In many traditions of modern Pagan cosmology, all things are considered to be cyclical, with time as a perpetual cycle of growth and retreat tied to the Sun’s annual death and rebirth.

Yule/Winter Solstice: a festival observed by the historical Germanic peoples, later undergoing Christian reformulation resulting in the now better-known Christmastide. A celebration the beginning of longer days, as this is the shortest day of the year in terms of sunlight. 

Imbolc: the first cross-quarter day following Midwinter this day falls on the first of February and traditionally marks the first stirrings of spring. It is time for purification and spring cleaning in anticipation of the year’s new life. 

For Celtic pagans, the festival is dedicated to the goddess Brigid, daughter of The Dagda and one of the Tuatha Dé Danann.

Among witches reclaiming tradition, this is the  time for pledges and dedications for the coming year.

Ostara/Spring Equinox: from this point on, days are longer than the nights. Many mythologies, regard this as the time of rebirth or return for vegetation gods and celebrate the spring equinox as a time of great fertility.

Germanic pagans dedicate the holiday to their fertility goddess, Ostara. She is notably associated with the symbols of the hare and egg. Her Teutonic name may be etymological ancestor of the words east and Easter.

Beltrane: traditionally the first day of summer in Ireland, in Rome the earliest celebrations appeared in pre-Christian times with the festival of Flora, the Roman goddess of flowers, and the Walpurgis Night celebrations of the Germanic countries. 

Since the Christianization of Europe, a more secular version of the festival has continued in Europe and America.
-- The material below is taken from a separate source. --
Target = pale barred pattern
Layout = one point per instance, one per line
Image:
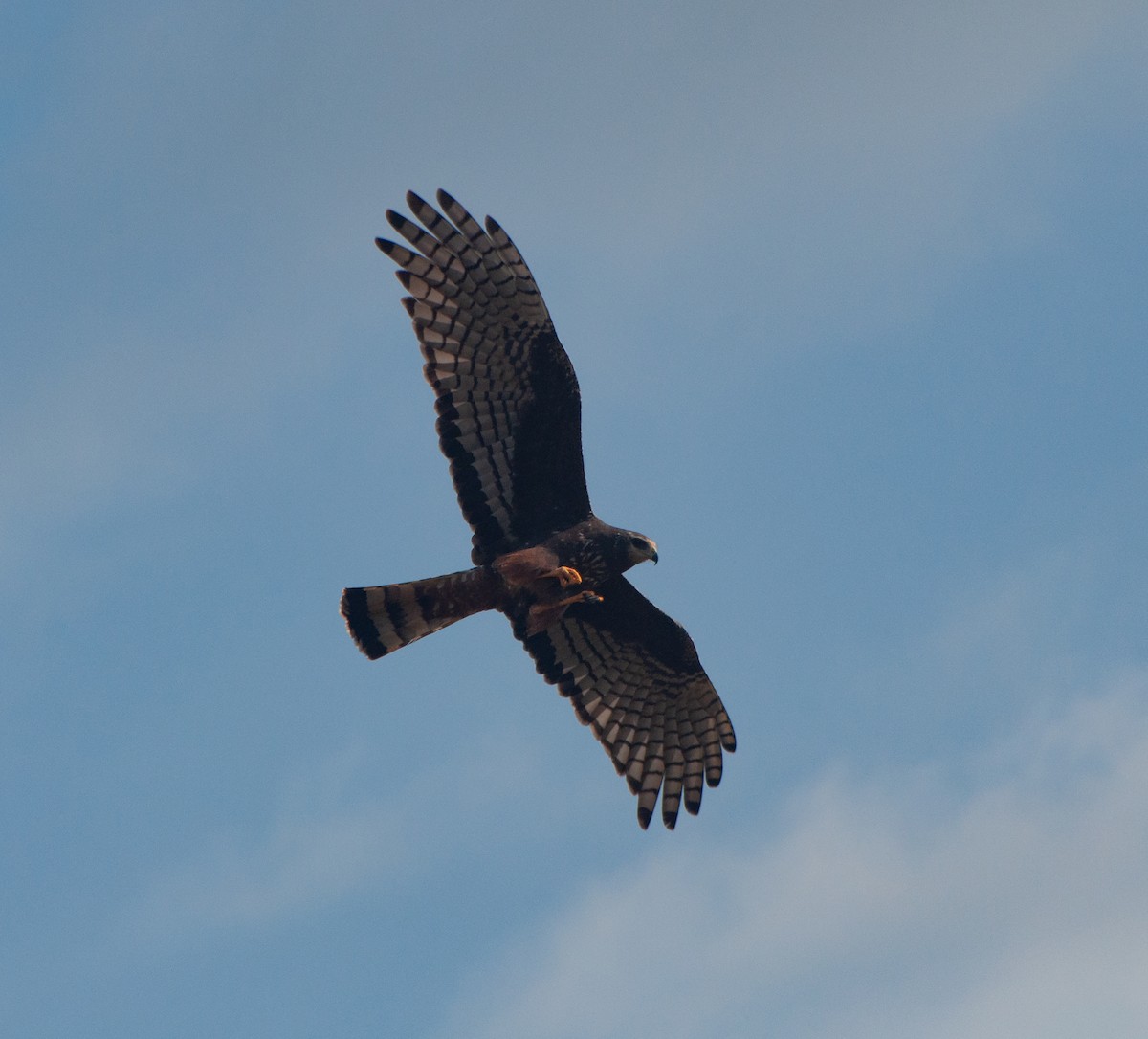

In this form, it is well known for maypole dancing and the crowning of the Queen of the May.

Litha/Summer Solstice: one of the four solar holidays, and is considered the turning point at which summer reaches its height and the sun shines longest.
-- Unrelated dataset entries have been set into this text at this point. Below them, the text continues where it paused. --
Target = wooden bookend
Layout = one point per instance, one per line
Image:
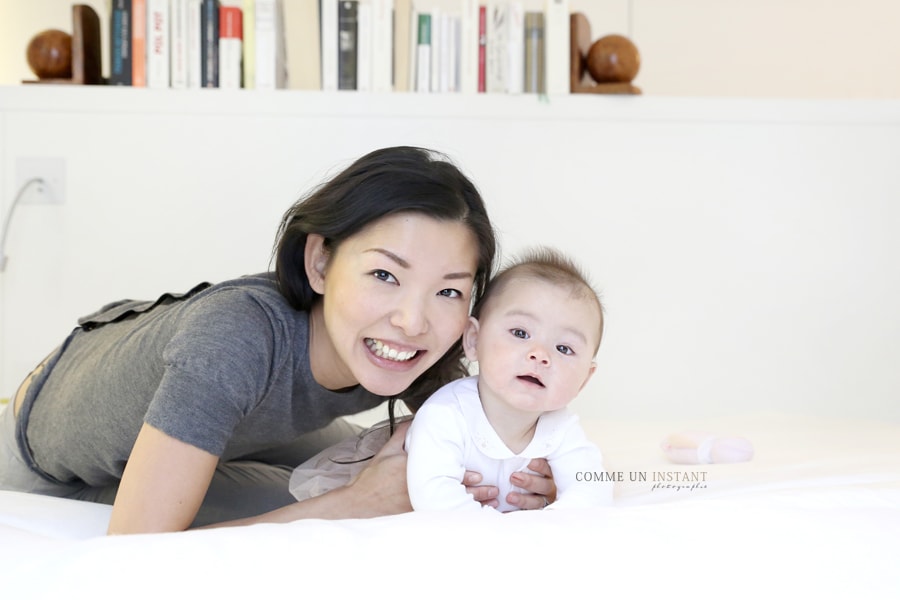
(580, 81)
(86, 49)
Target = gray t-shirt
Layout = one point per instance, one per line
(224, 368)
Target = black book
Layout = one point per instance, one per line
(120, 43)
(348, 33)
(209, 43)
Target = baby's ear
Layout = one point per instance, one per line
(470, 339)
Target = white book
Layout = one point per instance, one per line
(157, 43)
(516, 48)
(556, 46)
(364, 47)
(230, 47)
(468, 47)
(271, 70)
(436, 46)
(329, 41)
(423, 52)
(178, 63)
(497, 62)
(382, 45)
(194, 44)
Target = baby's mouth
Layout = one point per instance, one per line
(382, 350)
(531, 379)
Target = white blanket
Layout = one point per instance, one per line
(815, 514)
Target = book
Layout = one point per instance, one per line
(382, 45)
(348, 33)
(139, 43)
(209, 44)
(194, 48)
(482, 49)
(303, 45)
(496, 50)
(230, 51)
(556, 46)
(468, 47)
(248, 46)
(403, 33)
(329, 44)
(120, 43)
(158, 39)
(423, 53)
(271, 63)
(534, 53)
(178, 46)
(364, 47)
(515, 53)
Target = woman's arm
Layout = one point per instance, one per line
(379, 490)
(163, 485)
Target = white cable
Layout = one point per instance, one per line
(8, 220)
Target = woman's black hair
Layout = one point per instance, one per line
(381, 183)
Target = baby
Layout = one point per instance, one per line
(534, 335)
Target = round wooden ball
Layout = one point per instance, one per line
(49, 54)
(613, 59)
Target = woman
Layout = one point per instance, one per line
(193, 409)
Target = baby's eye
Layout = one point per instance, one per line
(384, 276)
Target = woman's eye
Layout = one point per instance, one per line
(384, 276)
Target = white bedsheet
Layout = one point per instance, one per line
(815, 514)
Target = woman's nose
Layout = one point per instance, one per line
(411, 317)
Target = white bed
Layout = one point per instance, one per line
(815, 514)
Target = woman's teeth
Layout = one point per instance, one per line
(385, 351)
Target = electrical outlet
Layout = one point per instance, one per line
(53, 173)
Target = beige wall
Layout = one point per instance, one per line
(763, 48)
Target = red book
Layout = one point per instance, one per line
(139, 43)
(482, 47)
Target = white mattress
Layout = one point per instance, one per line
(815, 514)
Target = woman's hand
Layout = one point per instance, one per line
(541, 486)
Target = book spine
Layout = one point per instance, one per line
(403, 32)
(497, 61)
(158, 43)
(139, 43)
(534, 53)
(303, 44)
(248, 47)
(348, 36)
(178, 10)
(230, 36)
(482, 49)
(209, 44)
(120, 43)
(468, 48)
(364, 48)
(556, 46)
(515, 43)
(382, 54)
(329, 44)
(423, 54)
(194, 49)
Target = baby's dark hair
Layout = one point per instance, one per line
(545, 264)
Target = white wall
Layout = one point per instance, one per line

Luchnassad/Lammas: It is marked the holiday by baking a figure of the god in bread and eating it, to symbolize the sanctity and importance of the harvest. Celebrations vary, as not all Pagans are Wiccans.  

The name Lammas (contraction of loaf mass) implies it is an agrarian-based festival and feast of thanksgiving for grain and bread, which symbolizes the first fruits of the harvest. Christian festivals may incorporate elements from the Pagan Ritual.
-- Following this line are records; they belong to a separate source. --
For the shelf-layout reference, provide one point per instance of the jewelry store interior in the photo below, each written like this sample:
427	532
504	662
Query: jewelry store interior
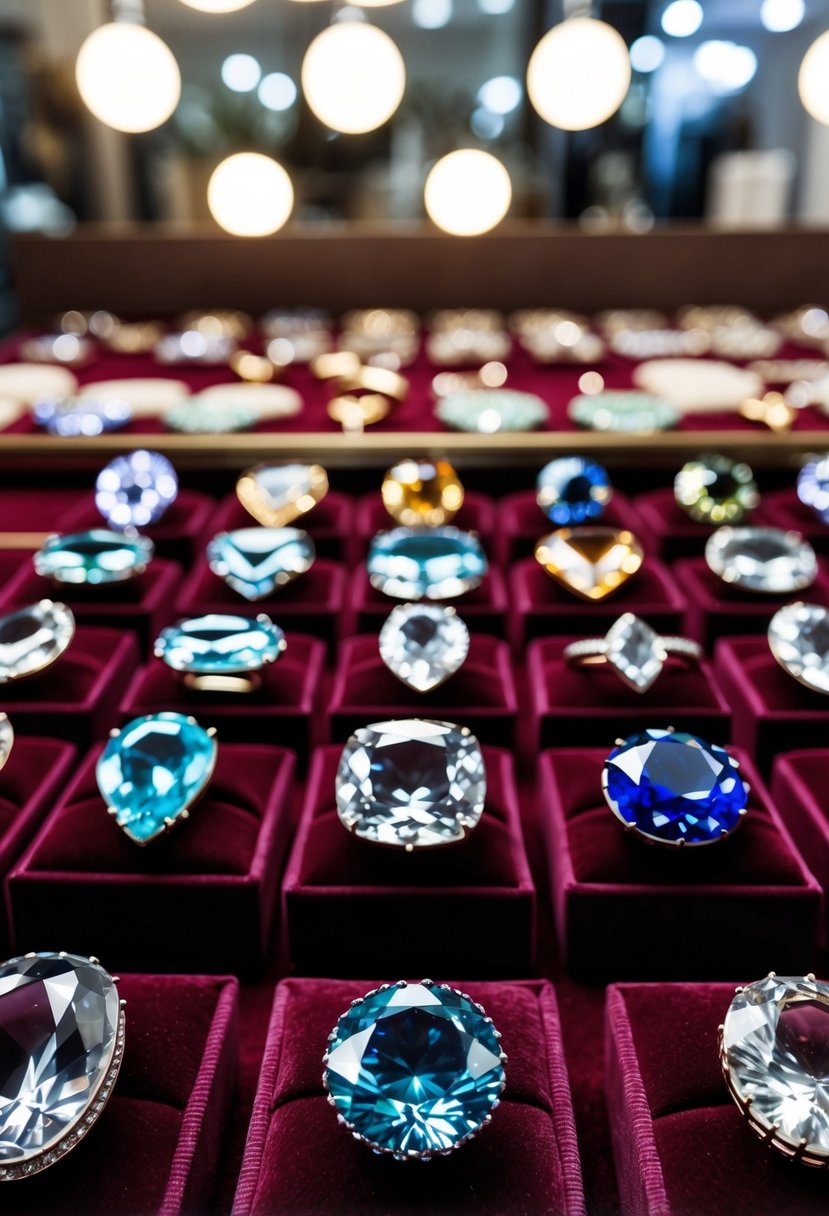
413	607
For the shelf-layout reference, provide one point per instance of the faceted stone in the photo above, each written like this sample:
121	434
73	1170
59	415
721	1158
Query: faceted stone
135	490
423	645
716	490
674	788
799	640
153	770
426	563
415	1069
62	1037
591	562
413	783
94	557
776	1059
33	637
259	561
573	490
763	559
422	493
Mabon/Autumn Equinox: a Pagan ritual of thanksgiving for the fruits of the earth and a recognition of the need to share them to secure the blessings of the Goddess and the God during the coming winter months. The name Mabon was coined by Aidan Kelly around 1970 as a reference to Mabon ap Modron, a character from Welsh mythology. Among the sabbats, it is the second of the three Pagan harvest festivals, preceded by Lammas / Lughnasadh and followed by Samhain.

Samhain: considered by some as a time to celebrate the lives of those who have passed on, and it often involves paying respect to ancestors, family members, elders of the faith, friends, pets, and other loved ones who have died. In some rituals the spirits of the departed are invited to attend the festivities. It is seen as a festival of darkness, which is balanced at the opposite point of the wheel by the festival of Beltane, which is celebrated as a festival of light and fertility.